Tzvetanka (Bulgaria/Sweden, 2012) is director Youlian Tabakov's debut work. The film tells the life story of a Bulgarian woman who experienced three political regimes, from monarchy to socialism to the present, both a personal and national history. Archival footage, interviews, and staged scenes with Tzvetanka are interwoven with animated sequence to produce an imaginative reflection. What I expected before watching the film is a balance between comedy and sorrow. And it really is. It attends to the repressed history but doesn't want to bring too much pathos and nosltagia of the old times back to here-and-now.Youlian Tabakov is a set designer-turned-filmmaker. The staged scenes in the film are especially well-designed. There's one scene when the old lady, dressed like a polyclinic, enters into an isolated room where bright-colored flowers grow out of the wooden floor. When the political situation gets worse, the color of the flowers fade. Illness becomes a metaphor.
Bo Wang, the director of China Concerto, is another example of "crossing the boundary." Wang holds a master degree of theoritical physics from Tsinghua University, one of the most elite universities in China, and shifted his focus to photography and new media after quiting his Phd progam from University of Maryland. Wang's film is narrated by an untraceable female voice reading fictional letters of a man. This essay film, a salute to Chris Maker's Sans Soleil, reflects the author's thoughts on spectable and ideology in a quasi-totalitarian country. Mixing found/propoganda footage and documentation of the resurrgence of "revolutionary songs" (红歌) from the Mao era in the public space in the city of Chongqing, Wang's homeplace, the film presents a somehow sophisticated juxtaposition of the past and the present. In both post-screening discussions, Wang introduced the background story, the reason for the uprise of the collective activities in all types of "People's Park" in China, and the collapse of the Chongqing regime. Wang Lijun, Chongqing's police chief, broke up with Bo Xilai, the head the Chongqing muncipality, and fled to the US consulate in the nearby city of Chengdu. Bo Xilai was later dismissed. Some observers saw this incident as the biggest politcal scandal in China since 1989. The first screening of China Concerto was in the afternoon of a Wednesday and in the Roy and Niuta Titus Theatre 1 (T1) of MoMA. Audiences were dispersed in the theatre and half of them were the students brought by their professor from SVA, celebrating their excellence alumi. Another screening the next day was a full house.

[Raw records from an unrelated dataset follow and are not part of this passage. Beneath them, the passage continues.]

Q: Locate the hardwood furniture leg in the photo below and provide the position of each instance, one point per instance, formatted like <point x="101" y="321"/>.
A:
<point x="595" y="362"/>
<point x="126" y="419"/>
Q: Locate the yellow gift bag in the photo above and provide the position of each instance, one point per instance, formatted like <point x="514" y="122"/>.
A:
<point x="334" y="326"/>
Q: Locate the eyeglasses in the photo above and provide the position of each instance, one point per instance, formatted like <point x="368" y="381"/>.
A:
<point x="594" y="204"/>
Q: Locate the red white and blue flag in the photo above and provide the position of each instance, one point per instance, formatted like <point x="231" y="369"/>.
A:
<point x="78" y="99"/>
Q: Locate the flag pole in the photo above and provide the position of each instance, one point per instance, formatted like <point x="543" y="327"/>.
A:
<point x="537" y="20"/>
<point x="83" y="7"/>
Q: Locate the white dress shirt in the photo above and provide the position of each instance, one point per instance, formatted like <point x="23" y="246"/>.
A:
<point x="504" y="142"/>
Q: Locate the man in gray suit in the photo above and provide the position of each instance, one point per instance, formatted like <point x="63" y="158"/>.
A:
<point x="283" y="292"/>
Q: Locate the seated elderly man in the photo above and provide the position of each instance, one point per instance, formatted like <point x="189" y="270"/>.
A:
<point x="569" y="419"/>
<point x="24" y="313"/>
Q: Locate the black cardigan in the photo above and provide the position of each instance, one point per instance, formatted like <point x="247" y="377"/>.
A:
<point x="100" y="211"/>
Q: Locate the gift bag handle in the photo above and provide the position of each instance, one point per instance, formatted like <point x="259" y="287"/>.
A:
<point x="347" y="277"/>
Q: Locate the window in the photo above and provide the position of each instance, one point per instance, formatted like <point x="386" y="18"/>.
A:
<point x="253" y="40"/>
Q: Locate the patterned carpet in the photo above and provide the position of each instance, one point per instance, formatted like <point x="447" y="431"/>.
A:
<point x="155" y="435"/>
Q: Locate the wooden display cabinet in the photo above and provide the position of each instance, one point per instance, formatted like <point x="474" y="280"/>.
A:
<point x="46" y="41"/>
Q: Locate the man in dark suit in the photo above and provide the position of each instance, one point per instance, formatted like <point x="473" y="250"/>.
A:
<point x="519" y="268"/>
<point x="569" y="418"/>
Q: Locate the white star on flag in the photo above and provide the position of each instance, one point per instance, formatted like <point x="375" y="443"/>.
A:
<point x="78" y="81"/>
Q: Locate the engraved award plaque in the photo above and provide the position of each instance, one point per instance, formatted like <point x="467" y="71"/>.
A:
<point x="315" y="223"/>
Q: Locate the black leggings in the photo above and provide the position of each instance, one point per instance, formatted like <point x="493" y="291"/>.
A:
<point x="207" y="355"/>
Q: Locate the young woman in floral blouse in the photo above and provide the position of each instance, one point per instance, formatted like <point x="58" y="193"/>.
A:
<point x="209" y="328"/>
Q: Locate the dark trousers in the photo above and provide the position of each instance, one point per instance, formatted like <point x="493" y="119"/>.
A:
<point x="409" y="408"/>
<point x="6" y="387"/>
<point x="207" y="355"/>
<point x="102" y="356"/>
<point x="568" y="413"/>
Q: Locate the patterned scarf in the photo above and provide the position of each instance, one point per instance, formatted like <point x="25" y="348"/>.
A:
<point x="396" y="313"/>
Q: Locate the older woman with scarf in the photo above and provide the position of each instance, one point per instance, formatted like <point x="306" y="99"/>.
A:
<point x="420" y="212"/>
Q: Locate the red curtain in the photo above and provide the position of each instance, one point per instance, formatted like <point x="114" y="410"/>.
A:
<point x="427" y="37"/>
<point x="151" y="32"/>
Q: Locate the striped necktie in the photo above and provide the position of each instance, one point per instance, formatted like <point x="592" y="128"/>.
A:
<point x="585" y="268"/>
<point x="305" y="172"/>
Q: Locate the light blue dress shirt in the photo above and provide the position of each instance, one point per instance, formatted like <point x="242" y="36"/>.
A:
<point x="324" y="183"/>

As a film festival attached to an art museum, it is difficult not to compare these moving image exhibitions to the gallery ones. One thing is very clear: moving image exhibitions lack academic publications. When I was doing research on Doc Fortnight's histories, what I can have access to is only the press release for each year's exhibition, plus the brochure at the front desk. Comparing to the close relationship between art history department of universities and art museums, college's film and media studies departments are loosely-connected with film festival and exhibitions. Another issue is the lack of technical info of the selected films: 35mm or 16mm or DigiBeta or HDCAM? And what is the ratio? These are significant technical info for researchers to trace back the history of film exhibitions. Also this technical shift is a significant parameter to evaluate the ambiguity and the blurred boundaries of nonfiction filmmaking in this transitional period from grain to pixel.